Felix menghela napas panjang, mencoba menenangkan diri. Dia berjalan menuju Neko dan duduk di sampingnya, merasakan kehangatan yang memancar dari tubuh Neko. Tanpa sadar, ia melingkarkan tangannya menjadi bantal untuk Neko, memberikan dukungan tanpa kata-kata. "Haa... hanya keluar membeli makanan. Aku tahu kita tak ada makanan... dan, kenapa lelaki itu bisa masuk?" tanyanya sambil melirik ke arah Yechan yang sibuk di dapur, suaranya penuh keraguan dan sedikit skeptis.

"Biarkan saja, dia akan memasak makanan enak. Ngomong-ngomong, kau berjalan ke mana saja?" Neko sudah mengobrol dengan baik padanya.

"Hanya berjalan mengikuti jalan, kemudian menemukan supermarket kecil... juga..." Felix mendadak berhenti, pikirannya berputar cepat saat nama Cheong melintas di benaknya. Bayangan wajah Cheong muncul, mengisi pikirannya dengan berbagai perasaan campur aduk. Ketika dia memikirkan Cheong, rasanya seperti ada meriam yang siap meledak di dalam otaknya, mengacaukan semua rasa tenang yang sebelumnya ada. Kekesalan dan kebingungan melanda, membuatnya sulit untuk melanjutkan kalimatnya.

"Juga?" Neko menatap bingung, ingin tahu lebih banyak tentang apa yang mengganggu Felix. Matanya yang besar tampak bersinar, mencerminkan ketidaksabaran dan kekhawatirannya. Ia bisa merasakan ada sesuatu yang lebih dalam dari sekadar pertemuan biasa.

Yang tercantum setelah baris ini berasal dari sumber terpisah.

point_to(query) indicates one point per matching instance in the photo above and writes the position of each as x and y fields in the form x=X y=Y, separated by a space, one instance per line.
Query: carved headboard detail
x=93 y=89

"Aku bertemu Cheong..." balas Felix langsung begitu saja, tanpa ragu, seolah-olah kata-kata itu meluncur dari bibirnya tanpa bisa dia kendalikan. Saat dia mengucapkannya, suasana di ruangan itu seketika berubah. Neko benar-benar terdiam, tidak percaya dengan apa yang baru saja didengarnya. Rasa terkejut dan ketidakpastian memenuhi ruangan, menciptakan ketegangan yang bisa dirasakan oleh keduanya.

Neko mengerutkan dahi, mencoba mencerna informasi yang baru saja dia terima. Dalam pikirannya, pertemuan itu bisa membawa banyak konsekuensi. Dia tahu betul bagaimana dinamika antara Felix dan Cheong bisa memengaruhi hubungan mereka, dan saat ini, Neko hanya bisa menunggu apa yang akan terjadi selanjutnya.